Sphegina angustata

Scientific classification
- Kingdom: Animalia
- Phylum: Arthropoda
- Clade: Pancrustacea
- Class: Insecta
- Order: Diptera
- Family: Syrphidae
- Subfamily: Eristalinae
- Tribe: Brachyopini
- Subtribe: Spheginina
- Genus: Sphegina
- Species: S. angustata
- Binomial name: Sphegina angustata Steenis, Hippa & Mutin, 2018

= Sphegina angustata =

- Genus: Sphegina
- Species: angustata
- Authority: Steenis, Hippa & Mutin, 2018

Species of fly

Sphegina angustata is a species of hoverfly in the family Syrphidae found in Nepal. It's similar to S. abbreviata, though it's differentiated by having only a dorsal sublobe posteriorly on the male superior lobe instead of both dorsal and ventral, and by having the dorsal sublobe be long and pointed instead of apically short and truncate.

==Etymology==
The name comes form Latin ‘angustata’, meaning ‘narrowed’, referring to the unusually narrow abdomen.

==Description==
In male specimens, the body length is 5.2 to 5.4 millimeters and the wing length is 4.9 to 5.2 millimeters. The face is concave with a very strongly developed frontal prominence. The occiput is brown with soft, light yellow hairs; the face is dull dark brown, ventral half light-brown to yellow; gena and mouth edge yellow; antenna dark brown, with black setae dorsally on scape and pedicel; thorax dark brown; scutellum dark brown and subtriangular; the metaleg is dark brown with yellow; metafemur dark brown on basal 2/5, weakly incrassate; metatibia club shaped, black and yellow biannulate, without apicoventral dens. A subtriangular area posterior of lunula is non-pollinose and shiny. The wings are glossy and translucent, covered entirely in small hairs, and have yellowish stigma. The basal flagellomere is oval and the arista is short and relatively thick, covered in long, soft hairs, about 2.0–2.5 times as long as basal flagellomere.

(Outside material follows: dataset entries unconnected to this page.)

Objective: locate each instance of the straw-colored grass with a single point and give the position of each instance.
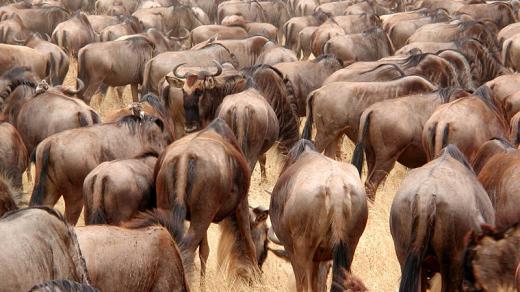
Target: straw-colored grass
(374, 261)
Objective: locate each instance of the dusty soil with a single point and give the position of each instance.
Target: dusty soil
(374, 261)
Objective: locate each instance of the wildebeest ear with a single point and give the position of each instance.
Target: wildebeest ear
(210, 83)
(160, 124)
(174, 81)
(261, 214)
(190, 80)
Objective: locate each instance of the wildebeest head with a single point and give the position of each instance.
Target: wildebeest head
(258, 217)
(197, 101)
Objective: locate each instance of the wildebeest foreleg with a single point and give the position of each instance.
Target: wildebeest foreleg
(135, 95)
(242, 214)
(262, 160)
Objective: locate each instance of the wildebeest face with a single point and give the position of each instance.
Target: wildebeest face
(258, 217)
(198, 104)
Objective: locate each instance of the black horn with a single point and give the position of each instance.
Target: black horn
(177, 74)
(219, 69)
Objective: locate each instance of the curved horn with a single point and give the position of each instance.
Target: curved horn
(177, 74)
(16, 39)
(184, 37)
(219, 69)
(272, 236)
(69, 91)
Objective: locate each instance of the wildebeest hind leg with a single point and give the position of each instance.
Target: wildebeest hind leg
(73, 204)
(203, 256)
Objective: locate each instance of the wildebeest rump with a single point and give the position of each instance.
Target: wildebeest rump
(433, 210)
(208, 165)
(141, 257)
(337, 115)
(384, 143)
(14, 158)
(318, 212)
(467, 123)
(47, 245)
(64, 160)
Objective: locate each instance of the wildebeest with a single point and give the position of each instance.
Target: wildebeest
(207, 89)
(208, 165)
(448, 32)
(433, 210)
(229, 252)
(9, 195)
(466, 122)
(63, 113)
(17, 85)
(253, 122)
(129, 25)
(64, 160)
(318, 212)
(114, 63)
(492, 259)
(12, 56)
(47, 244)
(42, 20)
(306, 76)
(141, 257)
(74, 34)
(339, 114)
(251, 11)
(162, 64)
(63, 285)
(403, 25)
(369, 45)
(501, 14)
(115, 190)
(57, 58)
(404, 143)
(14, 158)
(498, 177)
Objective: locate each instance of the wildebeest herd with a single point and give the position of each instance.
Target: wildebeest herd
(215, 84)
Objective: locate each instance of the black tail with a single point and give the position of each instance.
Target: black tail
(340, 263)
(307, 130)
(39, 190)
(411, 272)
(357, 157)
(98, 214)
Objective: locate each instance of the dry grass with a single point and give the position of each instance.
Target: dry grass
(374, 262)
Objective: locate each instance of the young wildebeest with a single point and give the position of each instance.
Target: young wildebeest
(230, 251)
(74, 33)
(9, 195)
(64, 160)
(499, 177)
(116, 190)
(492, 259)
(306, 76)
(206, 167)
(384, 143)
(14, 158)
(435, 207)
(338, 106)
(47, 249)
(62, 112)
(467, 122)
(318, 212)
(141, 257)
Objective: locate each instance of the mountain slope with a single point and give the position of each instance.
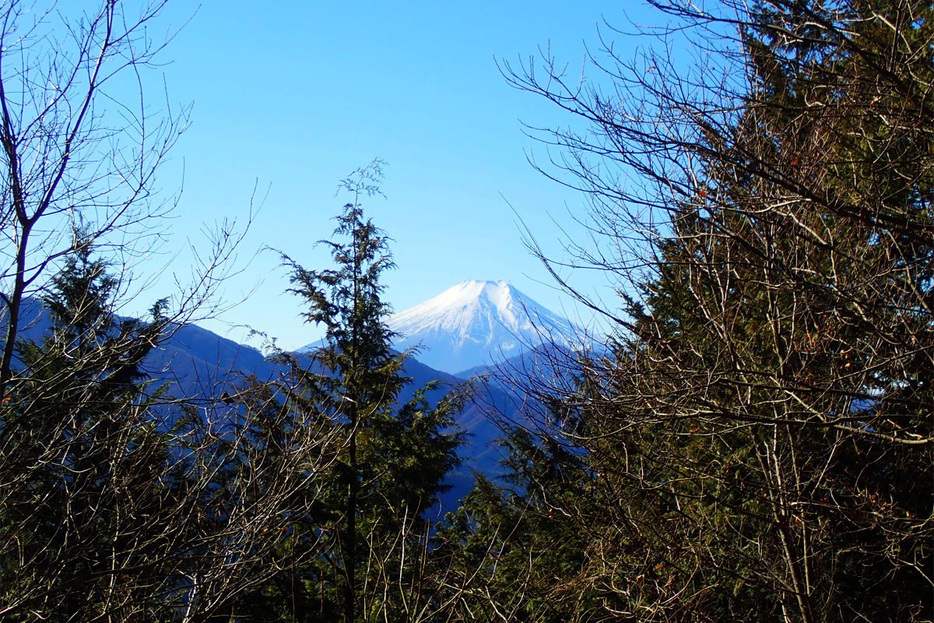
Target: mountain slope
(475, 323)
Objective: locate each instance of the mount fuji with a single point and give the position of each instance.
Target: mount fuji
(476, 323)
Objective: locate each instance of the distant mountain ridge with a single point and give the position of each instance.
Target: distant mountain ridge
(476, 323)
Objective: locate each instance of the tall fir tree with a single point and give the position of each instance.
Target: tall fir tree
(386, 476)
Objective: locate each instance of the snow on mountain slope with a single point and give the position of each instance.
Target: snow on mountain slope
(475, 323)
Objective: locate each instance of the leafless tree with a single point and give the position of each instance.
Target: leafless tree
(764, 419)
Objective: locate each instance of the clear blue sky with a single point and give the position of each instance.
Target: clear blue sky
(292, 96)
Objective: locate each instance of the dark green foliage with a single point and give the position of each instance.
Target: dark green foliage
(362, 551)
(83, 465)
(760, 439)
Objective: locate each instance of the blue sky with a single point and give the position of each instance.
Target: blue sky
(292, 96)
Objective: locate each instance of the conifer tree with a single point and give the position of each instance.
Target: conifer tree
(390, 467)
(760, 435)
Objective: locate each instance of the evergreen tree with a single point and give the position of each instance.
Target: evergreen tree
(371, 518)
(83, 516)
(760, 435)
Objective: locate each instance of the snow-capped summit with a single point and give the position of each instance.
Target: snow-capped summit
(475, 323)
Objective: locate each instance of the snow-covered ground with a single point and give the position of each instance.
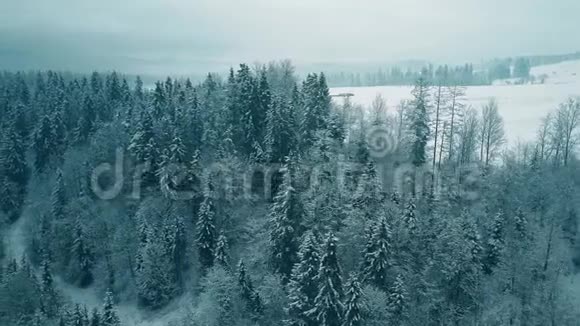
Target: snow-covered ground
(522, 106)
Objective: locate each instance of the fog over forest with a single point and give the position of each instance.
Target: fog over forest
(294, 163)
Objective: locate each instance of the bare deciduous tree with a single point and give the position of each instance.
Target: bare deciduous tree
(492, 133)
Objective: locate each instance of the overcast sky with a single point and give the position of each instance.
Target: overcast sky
(184, 36)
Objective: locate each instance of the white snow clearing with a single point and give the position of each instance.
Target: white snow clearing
(521, 106)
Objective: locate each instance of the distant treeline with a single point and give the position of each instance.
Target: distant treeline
(463, 75)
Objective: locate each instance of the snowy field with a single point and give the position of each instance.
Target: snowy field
(522, 106)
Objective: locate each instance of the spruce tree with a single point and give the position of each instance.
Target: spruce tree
(409, 216)
(353, 315)
(58, 198)
(49, 296)
(285, 217)
(41, 143)
(82, 257)
(13, 173)
(420, 121)
(222, 252)
(495, 244)
(303, 286)
(95, 318)
(328, 306)
(155, 278)
(206, 233)
(379, 255)
(398, 301)
(109, 316)
(248, 294)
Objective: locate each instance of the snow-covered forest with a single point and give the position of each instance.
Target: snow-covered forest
(254, 198)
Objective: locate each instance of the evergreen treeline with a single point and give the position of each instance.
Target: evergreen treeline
(461, 75)
(187, 208)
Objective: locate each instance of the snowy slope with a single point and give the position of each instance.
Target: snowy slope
(522, 106)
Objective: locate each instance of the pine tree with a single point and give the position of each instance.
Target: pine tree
(409, 217)
(222, 252)
(58, 135)
(49, 297)
(13, 173)
(473, 238)
(206, 233)
(303, 286)
(378, 260)
(77, 318)
(420, 121)
(397, 304)
(58, 197)
(109, 316)
(141, 138)
(285, 217)
(249, 295)
(175, 247)
(328, 306)
(41, 144)
(82, 257)
(155, 277)
(353, 315)
(316, 108)
(95, 318)
(521, 223)
(495, 244)
(281, 138)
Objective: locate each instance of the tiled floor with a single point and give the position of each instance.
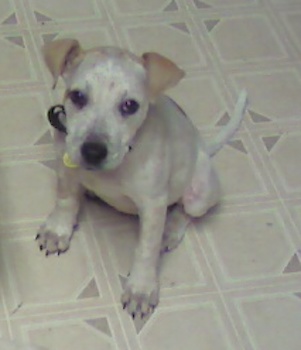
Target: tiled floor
(235, 282)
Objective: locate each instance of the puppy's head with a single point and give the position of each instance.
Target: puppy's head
(108, 92)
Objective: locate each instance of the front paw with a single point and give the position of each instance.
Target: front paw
(140, 297)
(51, 242)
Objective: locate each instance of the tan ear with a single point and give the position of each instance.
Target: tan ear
(162, 73)
(59, 55)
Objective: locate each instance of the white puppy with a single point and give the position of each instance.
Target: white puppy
(134, 148)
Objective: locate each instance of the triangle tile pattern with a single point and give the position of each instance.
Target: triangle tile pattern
(41, 18)
(90, 291)
(294, 265)
(224, 120)
(201, 4)
(238, 145)
(258, 118)
(181, 26)
(12, 19)
(17, 40)
(45, 139)
(49, 37)
(270, 141)
(122, 280)
(211, 23)
(100, 324)
(298, 295)
(140, 323)
(172, 6)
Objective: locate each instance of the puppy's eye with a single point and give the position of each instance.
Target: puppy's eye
(78, 98)
(128, 107)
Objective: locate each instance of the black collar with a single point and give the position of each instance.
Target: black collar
(55, 115)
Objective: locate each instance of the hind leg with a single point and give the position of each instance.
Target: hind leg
(202, 193)
(175, 227)
(204, 190)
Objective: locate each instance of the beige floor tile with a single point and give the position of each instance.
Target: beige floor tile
(234, 282)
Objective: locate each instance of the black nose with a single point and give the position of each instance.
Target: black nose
(94, 152)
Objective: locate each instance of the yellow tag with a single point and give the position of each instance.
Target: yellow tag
(68, 162)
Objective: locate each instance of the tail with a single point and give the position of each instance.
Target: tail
(230, 129)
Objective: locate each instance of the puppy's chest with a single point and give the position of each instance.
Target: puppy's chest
(110, 189)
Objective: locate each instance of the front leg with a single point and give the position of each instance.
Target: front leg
(141, 292)
(55, 234)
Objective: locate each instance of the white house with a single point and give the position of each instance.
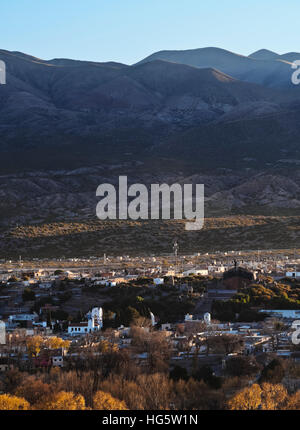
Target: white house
(94, 323)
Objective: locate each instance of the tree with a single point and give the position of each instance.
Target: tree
(66, 401)
(55, 342)
(247, 399)
(34, 345)
(273, 372)
(242, 366)
(106, 402)
(34, 391)
(13, 403)
(273, 396)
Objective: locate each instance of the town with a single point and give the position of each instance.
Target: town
(218, 323)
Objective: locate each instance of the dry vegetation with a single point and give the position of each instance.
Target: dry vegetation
(141, 237)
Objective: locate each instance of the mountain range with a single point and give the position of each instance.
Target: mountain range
(207, 114)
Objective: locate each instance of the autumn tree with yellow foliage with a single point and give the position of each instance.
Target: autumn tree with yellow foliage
(66, 401)
(13, 403)
(106, 402)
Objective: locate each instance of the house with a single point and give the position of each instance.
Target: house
(94, 323)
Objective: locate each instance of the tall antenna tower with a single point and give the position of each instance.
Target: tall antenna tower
(175, 249)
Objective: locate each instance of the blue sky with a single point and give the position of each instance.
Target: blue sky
(129, 30)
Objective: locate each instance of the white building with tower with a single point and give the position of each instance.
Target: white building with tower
(93, 324)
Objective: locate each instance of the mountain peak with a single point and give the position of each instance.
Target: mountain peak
(263, 54)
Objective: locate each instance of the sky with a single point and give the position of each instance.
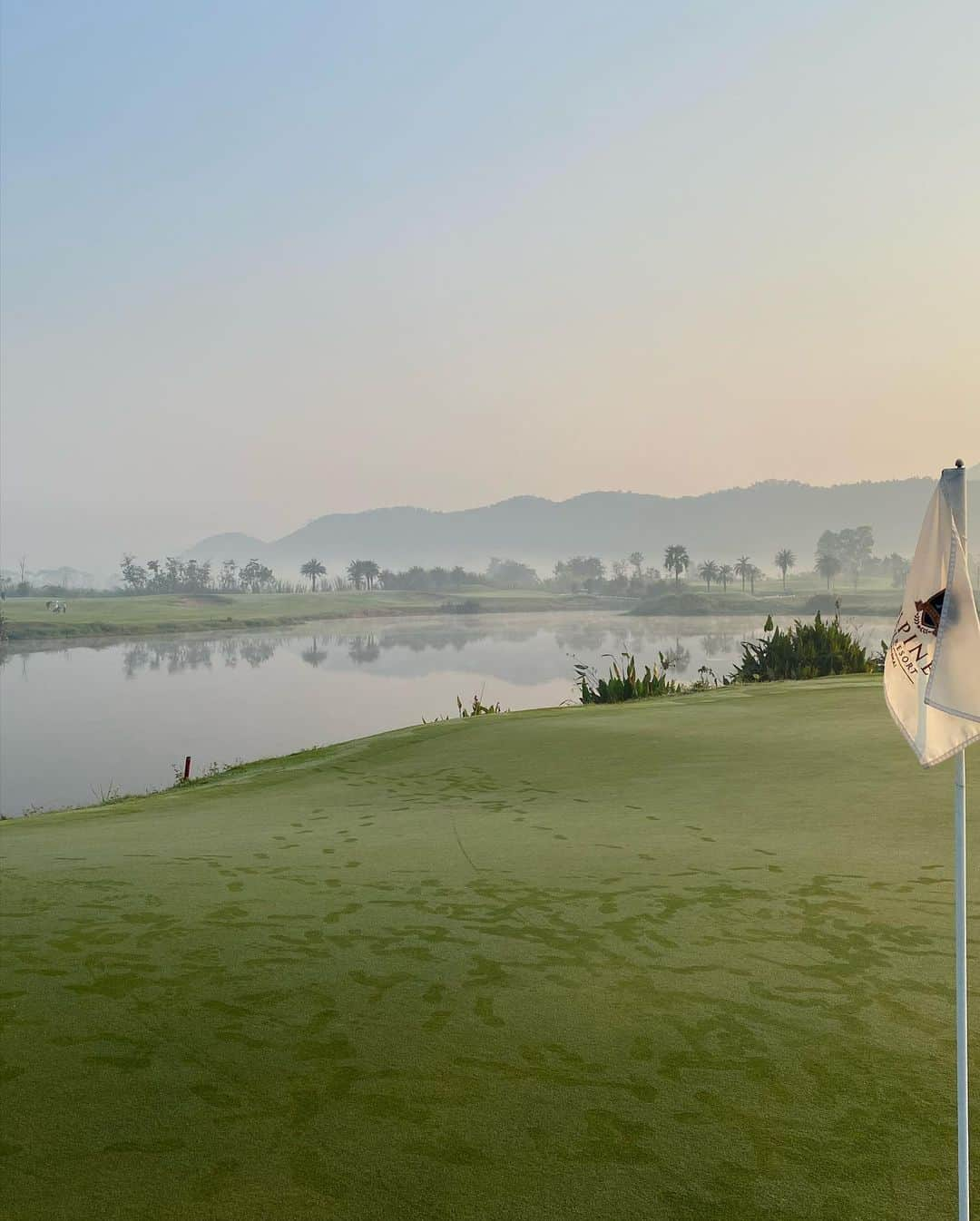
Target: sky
(264, 261)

Female specimens are much the same except for normal sexual dimorphism; they have a body length of 4.8 to 5.2 millimeters and wing length of 5.0 to 5.5 millimeters. The metafemur is slender, only very slightly incrassate, and the basal flagellomere is round to slightly oval. The arista is short and relatively thick, covered in long, soft hairs, about 2.5 times as long as the basal flagellomere.